Ich meine, es ist komplett berechenbar, und nur komplette Vollidioten fallen auf ihre Tricks rein.
Und jetzt will sie das Drama wahrscheinlich noch verschärfen und alle Kinder in ein Boot Camp schicken, irgendwo in der Wüste, in Utah oder Arizona, denn das macht sich dann im Fernsehen noch viel besser, wenn sie sich alle am Ende wiedersehen.
Tja, nicht mit mir. Nie im Leben.
Ich sehe mich in der Küche um und prüfe nach, ob alles an seinem Platz ist. Ich habe eine riesige Tafel am Kühlschrank aufgehängt, auf der Minnie goldene Sternchen für gutes Benehmen sammeln kann, und die unterste Treppenstufe mit »Stille Treppe« ausgeschildert, und auf dem Tisch liegt ein ganzer Haufen pädagogisch wertvolles Spielzeug. Aber mit etwas Glück tut meine erste Breitseite gleich ihre Wirkung und es kommt gar nicht erst so weit.
Auf keinen Fall darf man bei Nanny Sue sagen: »Mein Kind hat keinerlei Probleme.« Denn dann knöpft sie sich einen vor und findet garantiert welche. Also werde ich schlauer sein.
Es klingelt an der Tür, und ich zucke zusammen. »Komm mit, Min«, murmle ich. Gehen wir und schaffen uns die böse Kinderexpertin vom Hals!«
Ich mache die Tür auf, und da steht sie. Nanny Sue höchstpersönlich, mit ihrem typischen, blonden Bob, hübschen, zarten Zügen und rosa Lippenstift. In echt sieht sie viel kleiner aus und trägt Jeans, eine gestreifte Bluse und eine wattierte Jacke, wie eine Reiterin. Ich dachte, sie käme in ihrer blauen Uniform mit dem Hut, wie im Fernsehen. Fast erwarte ich schon, dass die Titelmusik einsetzt und eine Stimme aus dem Off sagt: »Heute wurde Nanny Sue zum Haus der Brandons gerufen ...«
»Rebecca? Ich bin Nanny Sue«, sagt sie mit ihrem altbekannten, singenden Tonfall aus dem Südwesten Englands.

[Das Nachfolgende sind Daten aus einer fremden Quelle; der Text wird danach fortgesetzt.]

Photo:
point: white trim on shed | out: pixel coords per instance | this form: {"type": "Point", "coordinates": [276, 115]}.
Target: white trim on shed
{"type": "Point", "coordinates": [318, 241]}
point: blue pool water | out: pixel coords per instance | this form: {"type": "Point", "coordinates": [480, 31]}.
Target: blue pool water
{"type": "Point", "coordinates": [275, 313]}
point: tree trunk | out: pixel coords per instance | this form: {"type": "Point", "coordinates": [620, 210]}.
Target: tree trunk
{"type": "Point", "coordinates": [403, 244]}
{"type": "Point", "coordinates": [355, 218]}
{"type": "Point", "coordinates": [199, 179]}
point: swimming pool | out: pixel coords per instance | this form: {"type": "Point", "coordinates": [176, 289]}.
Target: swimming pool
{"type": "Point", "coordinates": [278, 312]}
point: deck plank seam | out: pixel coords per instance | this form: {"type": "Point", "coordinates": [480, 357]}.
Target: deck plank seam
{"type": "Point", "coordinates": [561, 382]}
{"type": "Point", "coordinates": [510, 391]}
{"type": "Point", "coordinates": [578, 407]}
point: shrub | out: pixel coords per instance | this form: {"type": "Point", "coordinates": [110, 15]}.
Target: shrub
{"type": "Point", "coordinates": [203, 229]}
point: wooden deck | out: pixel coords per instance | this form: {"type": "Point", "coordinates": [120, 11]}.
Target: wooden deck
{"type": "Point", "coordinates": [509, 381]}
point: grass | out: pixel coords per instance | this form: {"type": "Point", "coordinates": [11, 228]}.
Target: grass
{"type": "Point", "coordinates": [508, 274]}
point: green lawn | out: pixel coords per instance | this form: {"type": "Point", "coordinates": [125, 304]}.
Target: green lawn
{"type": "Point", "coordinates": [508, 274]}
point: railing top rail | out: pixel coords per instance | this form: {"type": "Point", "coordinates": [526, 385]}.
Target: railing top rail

»Nanny Sue! Gott sei Dank! Wie bin ich froh, dass Sie gekommen sind!«, sage ich dramatisch. »Wir wissen überhaupt nicht mehr, was wir machen sollen! Sie müssen uns helfen, und zwar so schnell wie möglich!«
»Ach, ja?« Nanny Sue macht einen verdutzten Eindruck. »Ja! Hat mein Mann Ihnen denn nicht gesagt, wie verzweifelt wir sind? Das ist unsere Minnie. Sie ist zwei.«
»Hallo, Minnie. Wie geht es dir?« Nanny Sue hockt sich hin, um mit Minnie zu sprechen, und ich warte ungeduldig, bis sie sich wieder erhebt.
»Sie glauben ja nicht, was für Probleme wir mit ihr hatten. Es ist beschämend. Blamabel geradezu. Ich mag es kaum zugeben.« Ich lasse meine Stimme beben. »Sie weigert sich zu lernen, wie man sich die Schuhe zubindet. Ich habe es versucht ... mein Mann hat es versucht ... alle haben es versucht. Aber sie tut es einfach nicht!«
Es folgt eine Pause, während der ich weiter die besorgte Mutter spiele. Nanny Sue wirkt etwas erstaunt. Ha!
»Rebecca«, sagt sie. »Minnie ist noch sehr jung. Von einem zweijährigen Kind sollte man nicht erwarten, dass es sich die Schuhe selbst zubinden kann.«
»Oh!« Augenblicklich strahle ich sie an. »Ach, ich verstehe. Na, dann ist ja alles in Ordnung! Andere Probleme haben wir mit ihr nicht. Vielen Dank, Nanny Sue, bitte schicken Sie meinem Mann die Rechnung. Ich sollte Sie nicht länger aufhalten. Auf Wiedersehen. «
Bevor sie noch etwas sagen kann, knalle ich ihr die Tür vor der Nase zu.
Sieg! Ich klatsche Minnie ab und will mir schon in der Küche ein Belohnungs-Kit -Kat genehmigen, als es wieder an der Tür klingelt.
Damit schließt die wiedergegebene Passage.